Not necessarily.
Query Analyser often outputs results and in fact even submits querys
based on your various settings. Which if you were do the same through
ADO would give you an error. i.e. in QA if you have an SP with a datetime
parameter and you enter it MySp @mydate = '2004/04/15' then this should
always work. However because all my settings in OS etc... say british
settings
then I have to but the date in dd/mm/yyyy order. However if Idid this with
ADO the opposite would be true.
Fair enough - but that wouldn't have the effect of corrupting
nvarchar/ntext strings.
Yes I was. This is taking a lot to explain.
As I originally said I believe that the database is storing UTF8 encoded
data.
The database is storing Unicode strings. How it stores them is
irrelevant (trust me - go along with it for now, hopefully it'll make
sense in a minute).
.NET I am now told uses UTF16.
It does internally - but fundamentally the point is that they're
Unicode strings. They're sequences of characters, not bytes.
So I got a dataset of the data and tried using virtually the same code as
you along with a number of other methods to convert from UTF8 to unicode.
However as I explained (fairly straight forwardly I thought). The dataset
has already done some conversion on the data behind the scenes so by the time my
code trys to say :
.....GetBytes(CType(ds.Tables(0).Rows(i).Item(0), String))
The value has already been mangled and hence the decoding I am trying to do
has no effect. Even if the dataset didn't do this the CType(xxxxx, String)
would have the same mangling affect.
No. The dataset *hasn't* done any conversion, I believe - or at least,
none that should have any effect. It's presented the Unicode sequence
of characters in the database as a Unicode sequence of characters in
..NET.
The strings you are seeing in .NET are the strings which are in the
database.
See my last comment, I can't think of a way to say the same thing yet again
in a different way.
That's because I believe you have an incorrect view of what's going on
The custom C++ DLL (which I didn't write cause I don't know C++) gives me a
UTF8Codec class which has a Decode method on it.
Therefore to me that makes its intentions pretty clear.
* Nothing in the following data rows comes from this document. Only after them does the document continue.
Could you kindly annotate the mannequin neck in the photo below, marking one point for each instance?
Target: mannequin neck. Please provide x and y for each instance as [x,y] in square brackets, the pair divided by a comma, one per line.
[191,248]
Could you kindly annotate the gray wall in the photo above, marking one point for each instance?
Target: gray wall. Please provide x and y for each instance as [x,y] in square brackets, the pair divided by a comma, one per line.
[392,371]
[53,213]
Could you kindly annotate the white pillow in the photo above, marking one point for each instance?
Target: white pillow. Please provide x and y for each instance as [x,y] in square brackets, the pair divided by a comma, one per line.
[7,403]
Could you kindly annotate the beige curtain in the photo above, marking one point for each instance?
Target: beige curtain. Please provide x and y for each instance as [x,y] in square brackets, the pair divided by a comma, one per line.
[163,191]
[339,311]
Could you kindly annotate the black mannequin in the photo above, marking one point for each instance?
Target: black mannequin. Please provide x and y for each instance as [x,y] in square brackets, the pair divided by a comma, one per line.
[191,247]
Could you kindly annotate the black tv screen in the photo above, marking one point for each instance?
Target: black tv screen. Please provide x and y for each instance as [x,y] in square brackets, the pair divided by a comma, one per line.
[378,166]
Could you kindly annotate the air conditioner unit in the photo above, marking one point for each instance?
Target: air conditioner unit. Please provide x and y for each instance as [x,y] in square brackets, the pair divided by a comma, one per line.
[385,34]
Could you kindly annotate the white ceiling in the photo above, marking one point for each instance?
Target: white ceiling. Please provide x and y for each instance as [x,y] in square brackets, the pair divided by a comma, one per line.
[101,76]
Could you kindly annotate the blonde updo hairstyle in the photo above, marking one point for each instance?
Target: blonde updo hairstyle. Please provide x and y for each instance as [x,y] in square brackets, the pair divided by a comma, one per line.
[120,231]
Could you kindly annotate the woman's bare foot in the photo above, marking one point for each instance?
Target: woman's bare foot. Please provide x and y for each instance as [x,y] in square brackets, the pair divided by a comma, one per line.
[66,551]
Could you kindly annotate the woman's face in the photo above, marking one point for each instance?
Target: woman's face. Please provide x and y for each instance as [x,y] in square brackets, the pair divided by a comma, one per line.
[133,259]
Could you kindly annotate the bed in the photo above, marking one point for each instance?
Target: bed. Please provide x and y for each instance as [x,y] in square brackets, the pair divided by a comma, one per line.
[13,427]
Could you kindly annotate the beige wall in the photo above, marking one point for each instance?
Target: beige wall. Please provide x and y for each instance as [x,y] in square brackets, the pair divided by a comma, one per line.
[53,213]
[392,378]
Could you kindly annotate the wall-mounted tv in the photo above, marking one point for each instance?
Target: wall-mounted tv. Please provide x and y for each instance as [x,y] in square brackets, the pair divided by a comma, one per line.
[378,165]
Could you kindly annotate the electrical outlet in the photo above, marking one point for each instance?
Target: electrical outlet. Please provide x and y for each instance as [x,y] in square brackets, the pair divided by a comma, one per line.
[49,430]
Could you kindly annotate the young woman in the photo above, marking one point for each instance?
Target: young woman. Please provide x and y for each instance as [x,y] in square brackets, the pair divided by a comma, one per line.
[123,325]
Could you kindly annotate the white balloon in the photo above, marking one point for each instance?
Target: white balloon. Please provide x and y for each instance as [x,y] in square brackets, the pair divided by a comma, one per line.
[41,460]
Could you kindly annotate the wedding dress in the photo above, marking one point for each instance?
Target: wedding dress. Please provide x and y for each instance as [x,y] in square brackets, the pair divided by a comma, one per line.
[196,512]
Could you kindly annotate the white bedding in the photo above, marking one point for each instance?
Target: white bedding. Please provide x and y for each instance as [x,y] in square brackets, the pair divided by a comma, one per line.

And since decoding
from UTF8 to unicode is exactly what I was trying to do to me that suggests its
doing what .NET won't allow me to.
No, it's doing what .NET is discouraging you from by having a clear
separation of bytes from chars in the first place. That's not to say
it's impossible in .NET though.
I tried the util on the DB with the Greek in it and all the garbage
instantly worked, hurrah!
Good. I still think it would be wise to understand what's been going on
though.
What .NET is doing wrong as I have said previously several times and in
several different ways is:
You've said it in different ways, but I believe you haven't listened to
what I've been suggesting has actually happened
1) Datasets implicitly convert the data (messing it up) hence you can't
get to the raw bytes.
There *are* no raw bytes - none that you should be bothered with,
anyway. The database logically stores *characters*, not bytes, in
ntext/nvarchar fields.
2) DataReaders only let you get the raw bytes for text and ntext SQL
Server fields and
I needed it to work on NVarChar as well so that was out.
See above.
3) The conversion from UTF8 to unicode via the GetBytes() method
requires a STRING.
In order to get that string I have to CType() to string the database
object value.
By doing this you would (if it weren't for (1) above) get a UNICODE
string but it would
actually be a mangled UTF8 string. Hence negating the UTF8 to
Unicode conversion
code.
Phew!
Please reread the article I linked to before - I think you still have
some conceptual problems in distinguishing between an encoded string
(which is a sequence of bytes) and a string which is a sequence of
characters.
As a footnote if the browser was getting sent some corrupted text from the
database as you suggest then how when it displays it assuming charset="UTF8"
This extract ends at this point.